Затерявшись, наконец, в мегаполисе, Инка наблюдала за воплощением своей давней мечты. Поначалу было необычно – рассматривать незнакомые, пожилые строения, на лестничных клетках которых вместо окон витражи. Было интересно заглянуть в отдаленный уголок тенистого дворика, где свалены старые кресла из парикмахерской. Такие пыльные, с рваными сиденьями, из которых выглядывает поролон и торчат кудряшки пружин. Инка осторожно разведывала незнакомые места, рассматривала увитую плющом избушку, где, судя по табличке, находится забытый всеми склад лекарств. На детской площадке в этом дворе нашлись скрипучие качели – тяжелая доска на цепях.
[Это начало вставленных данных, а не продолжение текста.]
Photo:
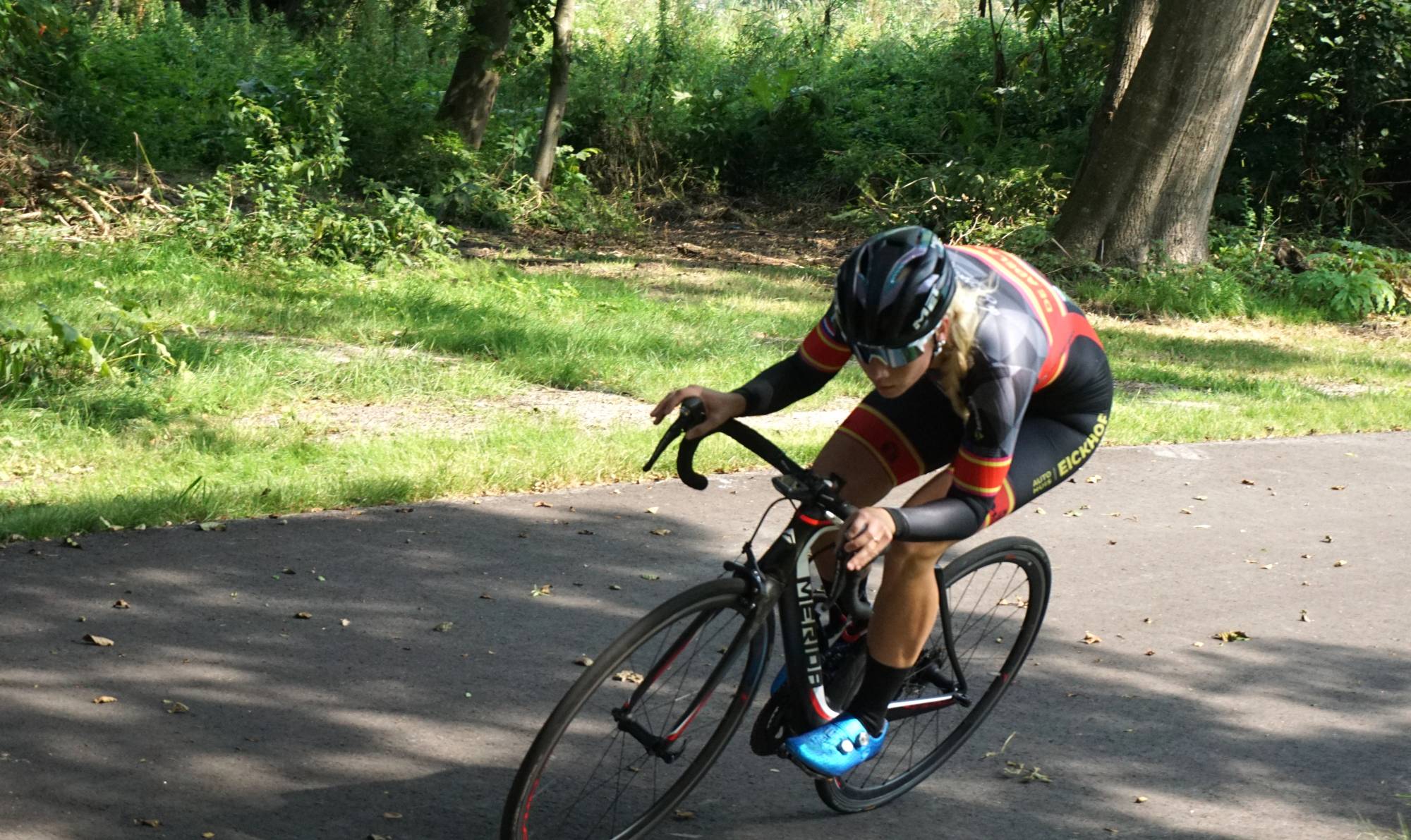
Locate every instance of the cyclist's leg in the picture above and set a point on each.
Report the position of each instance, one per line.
(885, 443)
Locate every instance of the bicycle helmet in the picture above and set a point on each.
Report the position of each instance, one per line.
(892, 293)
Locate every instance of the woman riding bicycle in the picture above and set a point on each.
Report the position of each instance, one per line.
(984, 371)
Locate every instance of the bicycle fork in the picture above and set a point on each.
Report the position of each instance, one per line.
(671, 746)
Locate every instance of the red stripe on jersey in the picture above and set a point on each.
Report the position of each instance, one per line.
(979, 475)
(823, 353)
(887, 443)
(1048, 305)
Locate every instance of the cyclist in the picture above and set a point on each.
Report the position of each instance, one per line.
(983, 371)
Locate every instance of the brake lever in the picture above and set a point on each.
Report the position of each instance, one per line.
(692, 415)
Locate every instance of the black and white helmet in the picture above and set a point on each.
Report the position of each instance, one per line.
(894, 291)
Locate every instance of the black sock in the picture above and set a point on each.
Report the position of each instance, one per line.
(880, 687)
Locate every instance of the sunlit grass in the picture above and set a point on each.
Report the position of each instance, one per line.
(322, 388)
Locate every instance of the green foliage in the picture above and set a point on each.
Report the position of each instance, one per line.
(126, 340)
(1327, 128)
(36, 47)
(284, 199)
(1354, 281)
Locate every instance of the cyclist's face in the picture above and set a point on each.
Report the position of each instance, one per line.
(894, 382)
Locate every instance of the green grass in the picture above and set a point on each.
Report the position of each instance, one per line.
(293, 367)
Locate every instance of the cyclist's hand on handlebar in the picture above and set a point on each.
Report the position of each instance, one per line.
(720, 406)
(866, 535)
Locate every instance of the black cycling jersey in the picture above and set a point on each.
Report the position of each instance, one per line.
(1039, 392)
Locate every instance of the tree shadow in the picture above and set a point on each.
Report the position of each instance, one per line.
(311, 728)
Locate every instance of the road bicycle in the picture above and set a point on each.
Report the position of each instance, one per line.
(653, 714)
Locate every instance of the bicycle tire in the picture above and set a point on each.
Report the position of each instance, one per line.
(973, 626)
(538, 811)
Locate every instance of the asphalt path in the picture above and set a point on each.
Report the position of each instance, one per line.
(365, 719)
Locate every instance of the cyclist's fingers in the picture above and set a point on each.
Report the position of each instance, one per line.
(668, 403)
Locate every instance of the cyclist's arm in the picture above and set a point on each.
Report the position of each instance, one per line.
(997, 403)
(818, 360)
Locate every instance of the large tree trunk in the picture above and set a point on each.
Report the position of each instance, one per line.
(475, 82)
(1137, 28)
(558, 92)
(1153, 174)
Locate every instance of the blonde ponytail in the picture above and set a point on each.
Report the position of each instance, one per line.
(966, 313)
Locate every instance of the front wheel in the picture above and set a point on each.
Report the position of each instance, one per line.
(997, 595)
(646, 722)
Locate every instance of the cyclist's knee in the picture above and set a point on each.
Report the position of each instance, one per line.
(915, 557)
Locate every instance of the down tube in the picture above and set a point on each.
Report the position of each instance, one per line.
(802, 635)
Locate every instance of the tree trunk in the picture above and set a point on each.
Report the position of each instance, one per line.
(475, 82)
(558, 93)
(1152, 176)
(1137, 28)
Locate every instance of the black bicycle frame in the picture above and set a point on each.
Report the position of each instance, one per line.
(781, 577)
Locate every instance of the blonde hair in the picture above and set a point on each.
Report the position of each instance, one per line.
(956, 360)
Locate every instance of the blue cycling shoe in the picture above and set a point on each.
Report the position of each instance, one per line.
(835, 749)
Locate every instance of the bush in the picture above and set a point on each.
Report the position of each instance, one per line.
(284, 200)
(129, 340)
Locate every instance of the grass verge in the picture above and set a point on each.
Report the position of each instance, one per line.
(320, 388)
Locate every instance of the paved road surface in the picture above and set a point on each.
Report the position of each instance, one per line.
(311, 729)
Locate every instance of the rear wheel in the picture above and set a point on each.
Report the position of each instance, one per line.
(644, 724)
(997, 597)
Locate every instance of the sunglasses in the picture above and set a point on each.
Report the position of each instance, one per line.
(892, 357)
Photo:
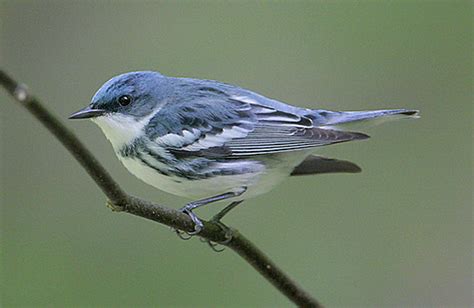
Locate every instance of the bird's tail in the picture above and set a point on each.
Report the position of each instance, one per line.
(344, 119)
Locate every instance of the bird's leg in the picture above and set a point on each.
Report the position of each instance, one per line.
(217, 218)
(188, 208)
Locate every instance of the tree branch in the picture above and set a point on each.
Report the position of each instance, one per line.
(121, 201)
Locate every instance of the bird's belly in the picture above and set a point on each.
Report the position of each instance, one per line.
(262, 180)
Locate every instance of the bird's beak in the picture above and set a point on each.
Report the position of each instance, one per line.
(86, 113)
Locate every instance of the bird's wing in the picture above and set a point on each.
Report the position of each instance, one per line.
(229, 126)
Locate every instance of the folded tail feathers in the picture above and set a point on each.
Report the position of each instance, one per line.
(319, 165)
(343, 119)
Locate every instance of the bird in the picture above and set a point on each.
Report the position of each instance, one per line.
(211, 141)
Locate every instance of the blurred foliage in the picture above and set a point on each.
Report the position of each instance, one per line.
(398, 234)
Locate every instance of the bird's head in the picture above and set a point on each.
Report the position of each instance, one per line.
(123, 105)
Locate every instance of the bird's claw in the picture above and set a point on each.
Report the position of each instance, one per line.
(198, 225)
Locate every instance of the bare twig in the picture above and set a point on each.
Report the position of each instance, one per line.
(121, 201)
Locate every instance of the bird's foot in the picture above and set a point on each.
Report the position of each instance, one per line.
(228, 235)
(198, 225)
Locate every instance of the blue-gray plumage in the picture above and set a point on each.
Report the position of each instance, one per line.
(207, 139)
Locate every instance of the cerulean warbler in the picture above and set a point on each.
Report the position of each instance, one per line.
(206, 139)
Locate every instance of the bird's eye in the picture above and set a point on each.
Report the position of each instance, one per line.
(124, 100)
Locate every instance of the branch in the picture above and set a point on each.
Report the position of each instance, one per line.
(121, 201)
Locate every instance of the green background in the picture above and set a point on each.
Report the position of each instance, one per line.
(398, 234)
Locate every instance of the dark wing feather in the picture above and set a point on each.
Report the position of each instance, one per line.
(219, 125)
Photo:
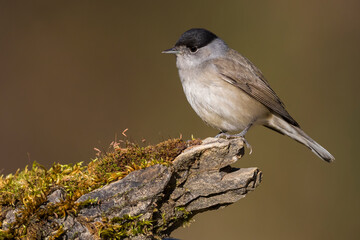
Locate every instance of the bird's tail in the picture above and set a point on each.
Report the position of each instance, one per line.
(280, 125)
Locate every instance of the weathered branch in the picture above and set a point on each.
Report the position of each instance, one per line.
(152, 202)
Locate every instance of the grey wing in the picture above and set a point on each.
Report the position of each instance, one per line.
(240, 72)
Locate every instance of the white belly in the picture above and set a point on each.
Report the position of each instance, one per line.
(220, 104)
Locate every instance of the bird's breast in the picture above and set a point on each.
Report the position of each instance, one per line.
(220, 104)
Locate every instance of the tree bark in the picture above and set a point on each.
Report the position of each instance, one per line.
(152, 202)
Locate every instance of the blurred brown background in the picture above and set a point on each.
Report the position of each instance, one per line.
(75, 73)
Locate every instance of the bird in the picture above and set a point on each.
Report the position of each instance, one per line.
(229, 93)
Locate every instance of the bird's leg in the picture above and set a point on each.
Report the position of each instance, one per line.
(223, 135)
(240, 135)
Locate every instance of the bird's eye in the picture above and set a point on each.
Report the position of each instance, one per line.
(193, 49)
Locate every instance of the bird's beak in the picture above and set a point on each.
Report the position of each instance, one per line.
(173, 50)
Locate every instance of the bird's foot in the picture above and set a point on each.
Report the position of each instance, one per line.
(239, 135)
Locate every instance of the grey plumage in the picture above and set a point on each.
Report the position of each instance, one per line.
(229, 93)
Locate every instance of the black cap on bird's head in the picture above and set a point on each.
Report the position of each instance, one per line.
(194, 38)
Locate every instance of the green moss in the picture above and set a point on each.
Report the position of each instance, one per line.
(28, 189)
(127, 226)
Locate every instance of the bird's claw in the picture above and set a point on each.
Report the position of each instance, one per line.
(229, 136)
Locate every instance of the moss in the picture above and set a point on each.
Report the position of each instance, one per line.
(127, 226)
(28, 189)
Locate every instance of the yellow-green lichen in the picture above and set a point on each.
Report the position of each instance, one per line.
(126, 226)
(28, 189)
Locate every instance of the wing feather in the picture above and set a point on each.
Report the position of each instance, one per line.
(240, 72)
Инка упала на качели, затикала, как маятник, туда-сюда, роняя на песок ягодки-кровинки. Она тикала на нее, осматривая кусты сирени, бревно-скамейку, рядок пустых бутылок, стаканчики, которые ветер катает по затоптанной лысой лужайке. Она кусала и облизывала палец, но кровь не останавливалась, капала и капала, это портило Инке долгожданное ощущение – как-никак удалось затеряться в мегаполисе. Она расстегнула сумку, извлекла оттуда трубку, набитую собранными и высушенными травами, – мятой перечной, ромашкой аптечной, стеблями репейника, колокольчиками и подорожниками. Инка начала эксперименты с травами очень давно – тогда они с братом курили самокрутки из листьев яблони, вишни, лепестков календулы, можжевельника, рябины, и, случалось, их потом сильно рвало. В зарослях дикой малины, ежевики и лесных хвощей они пробовали на зуб каждую травинку-былинку в поисках листа коки. Они знали: растение кока
[12]славится не только как ценная витаминная добавка, но, увы, оказалось, растение это обошло наши края своим драгоценным ареалом или было вырвано древними племенами задолго до нас. От отчаяния Инка и брат курили все, что попадалось на глаза, а потом брата увезли в больницу, и он неделю лежал под капельницей. Когда брата выписали, был разгар лета, и они вместе загорали на крыше.Но сейчас, на качелях незнакомого двора, Инка ни о чем не жалела. Она чиркнула спичкой, и трава в трубке начала красно поеживаться под дымком. Эта была трубка доброжелательного и молчаливого примирения. Попыхивая, Инка успела простить брата и возлюбленного – он далеко, в другом мире, а в мире том далеком – нелегко. Ей нравился незнакомый двор и разбегающиеся от него в разные стороны улочки, которые небрежно виляли, словно живучие, цепкие вьюнки. Когда наконец с удовольствием затеряешься в городе, нет смысла быть куском целлофана, сразу в тебе все оживает, пробуждается чахлое, забитое, увядающее самообнаружение восстает из глубин, стряхивает заразу гипноза, дурь реклам и дым цивилизации. Сидишь, дышишь полной грудью в незнакомом дворе, никаких здравомыслящих целей не имея, отдыхаешь, чувствуя, как никогда, что вполне проснулся, что начисто жив, что до конца осуществлен. Так думала Инка, довольно оглядывая шумящие деревья и малоэтажные кирпичные дома, что, как стены крепости, окружали ее с разных сторон.
Полностью выбравшись из дыма повседневности, из игры в «куда-то спешить, успевать, получать, отрабатывать, покупать», сознание торжествовало и беспокоилось – как же так? Вот и мечта сбылась, но что за неясная тоска мнется в горле, тревожит в груди. Словно тело стало мало для всего, что внутри. Курила Инка трубку примирения, теряла кораллы крови, слабела и беспокоилась.
– Что же не так, что еще нужно? – вопрошала она тишину двора, обдуваемую ветром.
Мечта сбылась, самообнаружение установилось, дымок трубки пахнет мятой и деревенской печью. Но жалобная птица кецаль затянула в груди Инки грустную, волнующую песнь: «Брат потерян, Уаскаро ушел в неизвестном направлении, некому поведать, как хорошо затеряться среди незнакомых дворов и сидеть на качелях, рассматривая скамейки, незнакомые подъезды и блики оконных стекол. Какие красивые вон те два кота, когда они сидели, напоминали две глиняные копилки, а теперь, лениво виляя боками, идут. У одного хвост как хвост, а у другого – волочится несчастный, ободранный хвост-инвалид по пыли».